Friday, September 16, 2016

No-Spend 3 Years


As many have probably realized, my husband and I don't do things halfway.

My husband was talking to me, about a month ago, and asked me exactly how committed I was to paying off debt, because he really wanted to be able to pay it off in ten years, and he got the feeling I wasn't super invested. I wasn't hurt or offended by this comment, as I could see how it could look that way. I believe in investment purchasing, which means the purchases we make tend to be larger than a lot of people might pay ($90 for a dress that will last me forever, for example). I admitted to him that I had a “secret” goal of paying off all our debt by the time I'm 30, which will happen in about three years.


Before I go on, I will qualify exactly what our debt entails. It isn't as much as some might have – around 30K – because it is only to pay off four years of college and one private loan. It is, however, a great burden to us, and we want to be rid of it as quickly as possible.

We have cut back in a ton of ways in order to live frugally. We make our own cleaning supplies, we don't tend to be impulse buyers, we get almost all our furniture for free by curb-shopping, we buy what clothes we can second hand (we have a $1-per-item budget for our daughter, excluding shoes, which we buy new), and the list goes on.

As my husband's business grows, he has become more and more intent on paying off debt, and he didn't sense this same urgency in me. This isn't his fault; I don't generally wear my heart on my sleeve. So when he realized I did care, and I actually had a goal, he said: “That's great! Let's do it!”

So we started talking about ways we could make this crazy goal happen. We figured we'd need to pay about 1K a month, which is a lot for our little budget. The first thing we did was downgrade our internet; we now pay $15 for the lowest quality our service provider has. We downgraded our phone, getting a $15 dollar basic phone at Wal-Mart and paying $30 for unlimited everything (we don't actually use data or text much, but we need the unlimited minutes, and this was the only option for us right now). I started hanging laundry in the basement, which doesn't look nice, but it's cheaper than using the drier.

As we made these and other changes, I brought up to my husband the idea of a no-spend week/month/year or whatever amount of time the person saving for something decides on. As we talked about it, he decided he really liked the idea, and we decided to have a no-spend three years.

Now, this seems extreme, but our no-spend probably looks different than some. Here are some of the things we're cutting and/or leaving.

  • We're still buying groceries (we do not keep a large pantry, so I can't make do with that – plus I'm meal prepping for when this new baby gets here in a month!).
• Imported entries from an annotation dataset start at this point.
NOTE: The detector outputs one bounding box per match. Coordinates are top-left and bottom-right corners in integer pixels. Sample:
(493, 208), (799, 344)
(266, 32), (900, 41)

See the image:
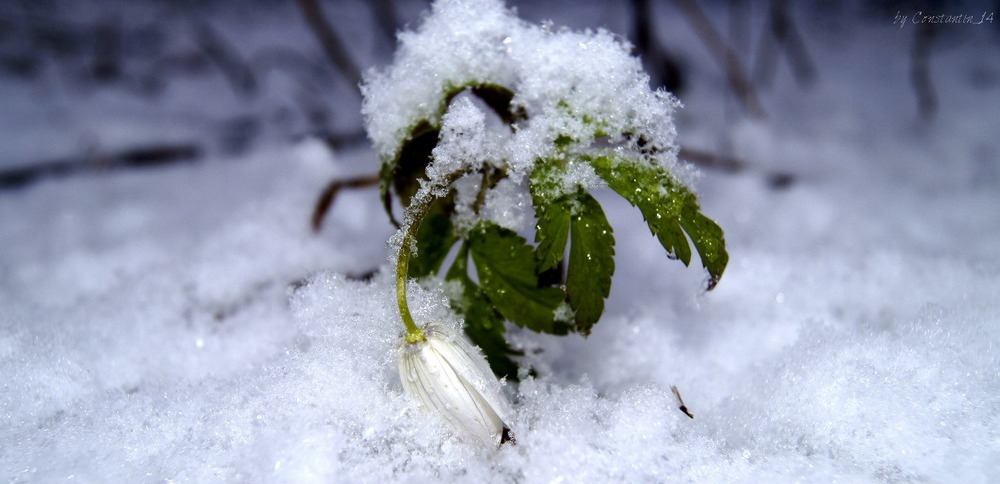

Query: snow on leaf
(588, 156), (729, 290)
(566, 192), (615, 335)
(469, 222), (568, 334)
There are some food and drink items we're cutting, like juice and nice cheeses, that aren't necessary for what we regularly eat – just nice treats. We also committed to cutting pre-made items, like pizza, although we don't buy those things often anyway.
  • We are still planning to buy clothes, since we have minimalist wardrobes (ten items or less for myself and my husband, ten outfits for our daughter), but only on a replacement basis.
  • We have drastically cut our Christmas budget but left some allowance for gifts, as it is always comprised of things that a person will find beneficial long-term (gloves that will last a lifetime, for example).
  • We're paying all our bills, like rent, insurance, and electricity, but we're also going to make efforts to lower those where we can.
  • We will cap our savings at 1K per person.
  • We will buy necessary items for hygiene and cleaning, but no make-up or unnecessary finery, such as jewelry.
  • We won't buy anything relating to crafts or projects. Either we'll figure out how to make do or we'll forgo whatever we'd planned. This might be small to some, but we tend to “fix things up” to sell or pick up something and buy tools or materials to make it better. This isn't necessary, and we can find other creative outlets that aren't costing us anything.

It's funny. We're only a couple weeks into this, and already there have been surprise purchases we needed to make, like winter boots for our daughter, as well as things we forewent, like a shirt in my husband's size at Goodwill. He's European, so clothes his size – especially in a thrift store – are not easy to find state-side. It was hard to say: “we don't need to replace anything, so we can't get it”. One way we had counted on making groceries a little cheaper is no longer an option, so we're spending more than we had planned there. There was also an unexpected gift of a kitchen item I've been wanting since we married from some friends.

So far, I have not felt overly burdened by this commitment. Although it sounds like a big deal, it isn't much more extreme than we were already doing. On the other hand, it has me thinking more creatively when I think of something that would be handy to have around, and I feel encouraged to be more thrifty when I can.


Who knows where we'll be in three years, three months, three weeks... it's hard to know what will come up, but we're excited to see how things go. Hopefully we'll get this debt paid off as soon as we hope – or sooner! I'm looking forward to that burden being behind us.